2. Die Grundidee der Begriffskritik

Aufs Ganze gesehen ist die Negative Dialektik ein Schwarzbuch des tradierten philosophischen Denkens – weil sie dessen Zwang zum System aufkündigt, aber auch, weil sie dem katastrophalen Ereignis des 20. Jahrhunderts philosophisch Rechnung trägt. Wie? Indem sie der Willkür des begrifflichen Identifizierens, dem Identifikationszwang im Denken das widerständige Motiv des Nichtidentischen entgegensetzt. Entgegen jeder philosophischen Ontologisierung des Seienden insistiert sie auf der Singularität des Seienden, bevor es im identifizierenden Begriff seine Eigenart, seine Individualität verliert. Epistemologisch gesehen ist die Negative Dialektik eine radikale Erkenntniskritik: Sie will die begriffliche Subsumtion des Einzelnen, seine Singularität unter ein Erkenntnisschema, aufgehoben wissen. Mit anderen Worten: »Adorno will zeigen, daß Erkenntnis, die diesen Namen verdient, mehr ist als nur regelgeleitete Unterordnung von Sinnen- und Gedankenmaterial unter die logische Systematik«18. Im argumentativen Zentrum dieser radikalen Erkenntniskritik steht zwar eine Kritik des identifizierenden Denkens, aber die eigentliche Stoßrichtung seiner Kritik geht auf das Begriffsdenken, das den konstitutionellen Schein einer Identität von Denken und Inhalten aufrecht erhält. In nuce ist deshalb die Negative Dialektik eine ›philosophische Begriffskritik‹, um die problemlose Abschattung von qualitativen, das heißt sinnlichen Erfahrungsmomenten durch den identifizierenden Begriff kenntlich zu machen. Adornos Einforderung der konkret faktischen Erfahrung, ihrer sinnlichen Qualitäten setzt aber nicht etwa bei einer phänomenalen Konkretion an, so als wäre dies der Königsweg einer ungeschmälerten Erkenntnisweise.

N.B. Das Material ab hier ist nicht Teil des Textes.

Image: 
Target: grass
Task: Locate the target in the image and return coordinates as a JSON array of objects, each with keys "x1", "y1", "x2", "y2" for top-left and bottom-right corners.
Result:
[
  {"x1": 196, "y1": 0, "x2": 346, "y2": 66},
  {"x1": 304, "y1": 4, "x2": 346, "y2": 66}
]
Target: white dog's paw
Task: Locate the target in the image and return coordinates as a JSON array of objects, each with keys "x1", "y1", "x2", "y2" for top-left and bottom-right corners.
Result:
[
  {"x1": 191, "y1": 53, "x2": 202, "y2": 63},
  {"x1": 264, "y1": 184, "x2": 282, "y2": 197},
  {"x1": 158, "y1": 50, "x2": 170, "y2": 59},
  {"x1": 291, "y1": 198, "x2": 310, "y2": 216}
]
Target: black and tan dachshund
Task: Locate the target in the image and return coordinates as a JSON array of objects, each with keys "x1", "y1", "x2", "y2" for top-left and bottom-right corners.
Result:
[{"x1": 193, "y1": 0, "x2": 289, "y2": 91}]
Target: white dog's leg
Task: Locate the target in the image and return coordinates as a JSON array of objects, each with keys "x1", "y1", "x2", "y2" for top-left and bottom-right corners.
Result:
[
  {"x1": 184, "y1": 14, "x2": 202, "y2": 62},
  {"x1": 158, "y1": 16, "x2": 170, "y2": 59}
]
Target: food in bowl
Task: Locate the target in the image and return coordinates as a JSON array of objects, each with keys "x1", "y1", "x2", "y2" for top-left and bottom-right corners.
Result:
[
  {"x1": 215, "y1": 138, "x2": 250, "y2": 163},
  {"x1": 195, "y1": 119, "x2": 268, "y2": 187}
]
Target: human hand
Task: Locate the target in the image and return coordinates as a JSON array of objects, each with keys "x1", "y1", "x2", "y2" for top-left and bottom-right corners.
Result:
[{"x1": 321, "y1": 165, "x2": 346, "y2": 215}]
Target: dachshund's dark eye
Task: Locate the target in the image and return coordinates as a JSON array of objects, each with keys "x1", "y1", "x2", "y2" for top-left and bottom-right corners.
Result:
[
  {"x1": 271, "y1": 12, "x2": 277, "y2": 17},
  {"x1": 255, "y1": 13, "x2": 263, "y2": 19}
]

Das Credo seiner Begriffskritik lautet deshalb: »Beim Begriff anzuheben, nicht bei der bloßen Gegebenheit«19. Gerade das argumentative Ausspielen des Nichtbegrifflichen gegen das Begriffliche ist – neben anderen Motiven der radikalen Kritik – eine zentrale Idee der Negativen Dialektik, denn »philosophische Reflexion versichert sich des Nichtbegrifflichen im Begriff«20.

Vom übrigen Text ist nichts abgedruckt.